Hedges quotes Sheldon Wolin in “Democracy Incorporated: Managed Democracy and the Specter of Inverted Totalitarianism.”
“One cannot point to any national institution[s] that can accurately be described as democratic, surely not in the highly managed, money-saturated elections, the lobby-infested Congress, the imperial presidency, the class-based judicial and penal system, or, least of all, the media.”
In the United States today, Hedges writes, “Corporate power is unassailable, and it rolls forward like a stream of lava.” It is in his view a system that ultimately must implode.
Even as he excoriates the American left for its vacuous cowardice, Hedges has repeatedly called for a new American revolution. Now he fears that “the revolt may be right-wing. It may have heavy overtones of fascism. It may cement into place a frightening police state. But that a revolt is coming is incontrovertible. The absurdity of the election proves it.”
As I pumped gas the other day, a guy at the next pump remarked on the upcoming “Super Tuesday” primaries. He was a non-union worker driving a battered pick-up. (He had to be non-union, because union workers are as rare as penguins here in southern New Mexico.) “I’m for Bernie,” he said. “Hillary’s a f——-g bitch.” He and all his fellow workers are lifelong Democrats, he said, but if the party nominated Clinton “we’ll all go over to Trump.”
He reminded me of what Hedges had written that very day:
“There are tens of millions of Americans, especially lower-class whites, rightfully enraged at what has been done to them, their families and their communities. They have risen up to reject the neoliberal policies and political correctness imposed on them by college-educated elites from both political parties: Lower-class whites are embracing an American fascism.

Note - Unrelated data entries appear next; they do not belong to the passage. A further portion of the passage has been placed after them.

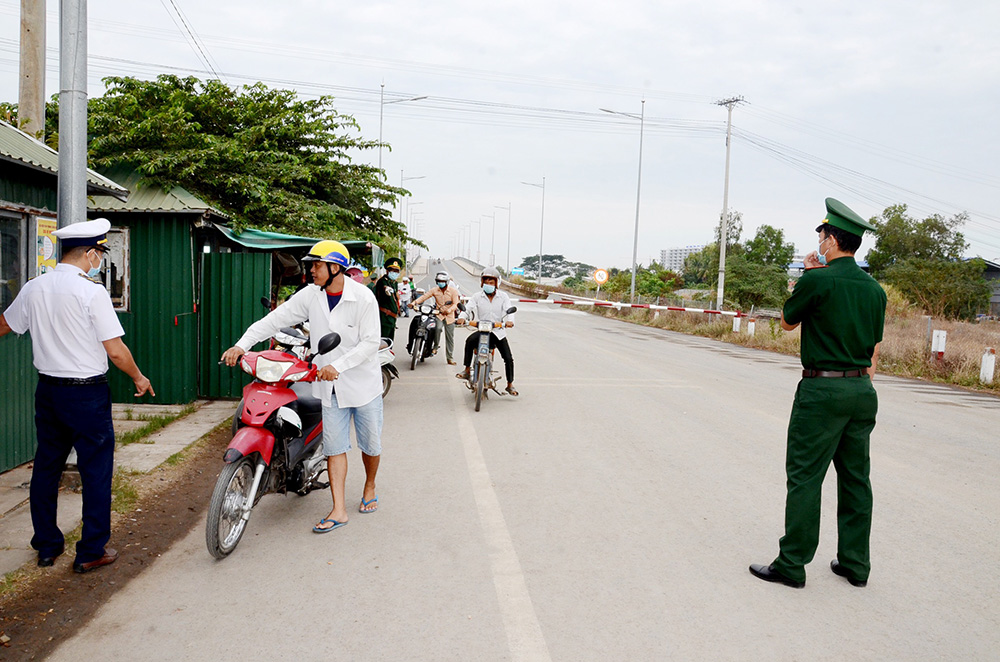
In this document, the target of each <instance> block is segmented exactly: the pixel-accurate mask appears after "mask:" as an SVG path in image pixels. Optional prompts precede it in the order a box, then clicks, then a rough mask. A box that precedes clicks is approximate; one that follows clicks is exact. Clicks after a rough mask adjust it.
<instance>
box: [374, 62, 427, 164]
mask: <svg viewBox="0 0 1000 662" xmlns="http://www.w3.org/2000/svg"><path fill="white" fill-rule="evenodd" d="M426 98H427V96H426V95H424V96H420V97H408V98H406V99H393V100H392V101H386V100H385V81H384V80H383V81H382V84H381V85H380V86H379V95H378V169H379V172H382V115H383V110H384V109H385V107H386V106H387V105H388V104H390V103H406V102H407V101H420V100H421V99H426ZM380 176H381V175H380Z"/></svg>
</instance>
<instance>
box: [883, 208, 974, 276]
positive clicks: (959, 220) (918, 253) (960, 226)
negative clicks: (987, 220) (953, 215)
mask: <svg viewBox="0 0 1000 662" xmlns="http://www.w3.org/2000/svg"><path fill="white" fill-rule="evenodd" d="M966 220H968V215H967V214H964V213H962V214H956V215H955V216H952V217H951V218H945V217H944V216H941V215H939V214H934V215H932V216H928V217H927V218H925V219H924V220H922V221H918V220H916V219H914V218H912V217H910V216H908V215H907V213H906V205H892V206H891V207H886V208H885V210H884V211H883V212H882V215H881V216H880V217H875V218H872V219H871V222H872V224H874V225H875V226H876V228H878V229H877V230H876V231H875V236H876V239H875V247H874V248H872V250H871V251H869V253H868V266H869V267H870V269H871V274H872V276H873V277H875V278H879V279H881V277H882V274H883V273H884V272H885V271H886V270H887V269H888V268H889V267H891V266H892V265H894V264H896V263H897V262H899V261H901V260H907V259H918V260H951V261H954V260H960V259H961V258H962V255H963V254H964V252H965V250H966V249H967V248H968V247H969V245H968V243H967V242H966V241H965V237H964V236H963V235H962V233H961V232H959V231H958V229H959V228H960V227H962V225H964V224H965V221H966Z"/></svg>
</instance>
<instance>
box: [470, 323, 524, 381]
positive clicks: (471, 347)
mask: <svg viewBox="0 0 1000 662" xmlns="http://www.w3.org/2000/svg"><path fill="white" fill-rule="evenodd" d="M477 349H479V333H473V334H470V335H469V337H468V338H466V339H465V367H466V368H468V367H469V366H471V365H472V355H473V354H475V353H476V350H477ZM490 349H497V350H498V351H499V352H500V357H501V358H502V359H503V367H504V372H506V373H507V381H508V382H509V383H512V384H513V383H514V355H513V354H511V353H510V344H509V343H508V342H507V339H506V338H504V339H502V340H501V339H498V338H497V337H496V334H495V333H491V334H490Z"/></svg>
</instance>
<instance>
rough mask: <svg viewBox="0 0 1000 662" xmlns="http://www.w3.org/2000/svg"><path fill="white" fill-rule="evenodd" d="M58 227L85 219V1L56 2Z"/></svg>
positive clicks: (81, 0)
mask: <svg viewBox="0 0 1000 662" xmlns="http://www.w3.org/2000/svg"><path fill="white" fill-rule="evenodd" d="M58 205H59V207H58V209H57V214H56V219H57V220H56V224H57V225H58V226H59V227H60V228H64V227H66V226H67V225H71V224H73V223H77V222H80V221H85V220H87V0H60V1H59V201H58Z"/></svg>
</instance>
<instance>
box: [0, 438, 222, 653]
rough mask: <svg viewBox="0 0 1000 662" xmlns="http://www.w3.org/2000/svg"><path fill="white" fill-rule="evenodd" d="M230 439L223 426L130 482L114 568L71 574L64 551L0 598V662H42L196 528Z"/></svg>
mask: <svg viewBox="0 0 1000 662" xmlns="http://www.w3.org/2000/svg"><path fill="white" fill-rule="evenodd" d="M231 436H232V435H231V432H230V429H229V425H228V423H227V424H226V425H223V426H220V427H219V428H217V429H216V430H215V431H213V432H211V433H210V434H209V435H207V436H206V437H204V438H203V439H202V440H201V441H199V442H198V443H197V444H195V445H194V446H192V447H190V448H188V449H187V450H186V451H184V453H183V456H182V458H181V459H180V461H177V462H176V463H175V464H174V466H164V467H160V468H158V469H156V470H154V471H153V472H151V473H149V474H144V475H140V476H134V477H132V478H131V479H130V480H131V481H132V483H133V485H134V486H135V487H136V489H137V492H138V501H137V503H136V505H135V509H134V510H132V511H131V512H128V513H126V514H118V513H112V524H111V541H110V542H109V543H108V546H109V547H113V548H114V549H117V550H118V553H119V554H120V556H119V558H118V561H116V562H115V563H114V564H112V565H110V566H107V567H105V568H101V569H99V570H95V571H93V572H90V573H87V574H84V575H78V574H74V573H73V571H72V563H73V550H72V548H71V547H68V548H67V550H66V553H65V554H63V555H62V556H60V557H59V558H58V559H57V560H56V564H55V565H54V566H53V567H51V568H34V567H32V568H31V569H30V570H28V571H26V573H25V576H23V577H21V578H20V579H19V580H18V581H17V584H16V586H15V587H14V589H13V590H11V591H10V592H8V593H7V594H6V595H4V596H3V597H0V640H3V637H4V636H5V637H9V641H7V642H6V643H5V644H3V646H4V647H3V648H0V659H3V660H41V659H44V658H45V656H46V655H48V653H49V652H50V651H52V650H53V649H54V648H55V646H56V645H57V644H59V643H61V642H62V641H64V640H65V639H66V638H67V637H69V636H71V635H72V634H73V633H74V632H76V630H77V629H78V628H80V627H83V626H84V625H85V624H86V623H87V621H89V620H90V618H91V617H92V616H93V615H94V614H95V613H96V612H97V610H98V609H99V608H100V606H101V605H103V604H104V603H105V602H107V601H108V600H109V599H110V598H111V596H112V595H113V594H114V593H115V592H116V591H118V590H119V589H121V588H122V587H124V586H125V585H126V584H127V583H128V582H129V581H130V580H131V579H133V578H134V577H137V576H138V575H139V573H141V572H142V571H143V570H145V569H146V568H147V567H149V566H150V565H151V564H152V563H153V562H154V561H155V560H156V559H157V557H159V556H160V555H161V554H163V553H164V552H166V551H167V550H168V549H169V548H170V546H171V545H172V544H173V543H174V541H175V540H178V539H179V538H181V537H183V536H184V535H186V534H187V533H188V532H189V531H190V530H191V528H192V527H193V526H198V525H202V524H203V523H204V519H205V509H206V507H207V506H208V501H209V499H210V497H211V494H212V488H213V487H214V485H215V479H216V477H217V476H218V475H219V471H220V470H221V468H222V453H223V452H224V450H225V448H226V445H227V444H228V443H229V440H230V438H231ZM205 553H206V554H207V553H208V552H207V551H206V552H205Z"/></svg>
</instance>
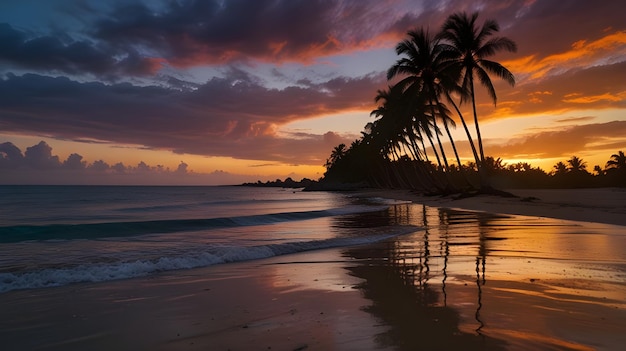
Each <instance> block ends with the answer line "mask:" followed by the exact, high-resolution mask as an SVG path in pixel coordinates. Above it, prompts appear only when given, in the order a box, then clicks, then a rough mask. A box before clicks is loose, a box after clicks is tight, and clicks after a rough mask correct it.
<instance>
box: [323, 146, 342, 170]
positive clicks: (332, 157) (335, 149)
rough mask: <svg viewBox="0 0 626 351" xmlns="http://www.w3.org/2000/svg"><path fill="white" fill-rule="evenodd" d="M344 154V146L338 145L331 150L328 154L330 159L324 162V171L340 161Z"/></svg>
mask: <svg viewBox="0 0 626 351" xmlns="http://www.w3.org/2000/svg"><path fill="white" fill-rule="evenodd" d="M345 154H346V144H343V143H341V144H339V145H337V146H335V147H334V148H333V151H332V152H331V154H330V158H328V159H327V160H326V163H325V164H324V166H325V167H326V169H330V168H331V167H332V166H333V165H335V164H337V162H338V161H339V160H341V159H342V158H343V157H344V156H345Z"/></svg>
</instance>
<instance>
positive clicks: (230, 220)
mask: <svg viewBox="0 0 626 351" xmlns="http://www.w3.org/2000/svg"><path fill="white" fill-rule="evenodd" d="M400 203H401V202H397V201H396V202H394V201H389V200H384V199H381V198H369V199H363V198H355V197H351V196H349V195H346V194H340V193H332V192H304V191H301V190H300V189H283V188H263V187H242V186H206V187H198V186H192V187H176V186H168V187H165V186H160V187H159V186H0V293H4V292H7V291H12V290H17V289H32V288H48V287H56V286H63V285H67V284H72V283H79V282H104V281H111V280H117V279H126V278H133V277H143V276H149V275H154V274H159V273H161V272H165V271H171V270H181V269H191V268H198V267H206V266H211V265H217V264H225V263H230V262H238V261H246V260H256V259H262V258H268V257H272V256H278V255H286V254H292V253H297V252H303V251H309V250H316V249H323V248H333V247H348V246H353V245H360V244H367V243H373V242H377V241H381V240H384V239H388V238H391V237H394V236H399V235H403V234H407V233H413V232H415V231H416V230H418V229H419V228H418V227H416V226H414V225H409V224H406V223H399V222H395V223H394V221H393V220H389V216H387V215H386V213H387V211H388V209H389V208H390V207H391V206H395V205H397V204H400ZM355 216H357V217H358V216H361V217H359V218H361V219H362V220H361V219H357V220H355V219H354V218H355ZM348 218H352V220H347V219H348ZM376 218H378V220H376ZM365 219H367V220H365ZM354 223H363V225H357V226H356V227H360V228H355V225H354Z"/></svg>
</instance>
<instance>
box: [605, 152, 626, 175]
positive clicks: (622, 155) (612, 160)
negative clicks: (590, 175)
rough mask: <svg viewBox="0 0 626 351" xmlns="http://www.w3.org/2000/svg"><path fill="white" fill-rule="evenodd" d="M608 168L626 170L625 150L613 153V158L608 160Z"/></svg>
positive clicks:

“These Americans want a kind of freedom—a freedom to hate. They want the freedom to use words like “nigger,” “kike,” “spic,” “chink,” “raghead” and “fag.” They want the freedom to idealize violence and the gun culture. They want the freedom to have enemies, to physically assault Muslims, undocumented workers, African-Americans, homosexuals and anyone who dares criticize their cryptofascism. They want the freedom to celebrate historical movements and figures that the college-educated elites condemn, including the Ku Klux Klan and the Confederacy. They want the freedom to ridicule and dismiss intellectuals, ideas, science and culture. They want the freedom to silence those who have been telling them how to behave. And they want the freedom to revel in hypermasculinity, racism, sexism and white patriarchy. These are the core sentiments of fascism.”
I suggested to my gas-pump neighbor that instead of switching over to Trump, he and his friends might want to consider the Green Party candidacy of Jill Stein. He didn’t know who Jill Stein was and didn’t care.
“We got rights,” he said. “But people like Hillary don’t give a shit about us. We’re gonna go with somebody who cares about us.”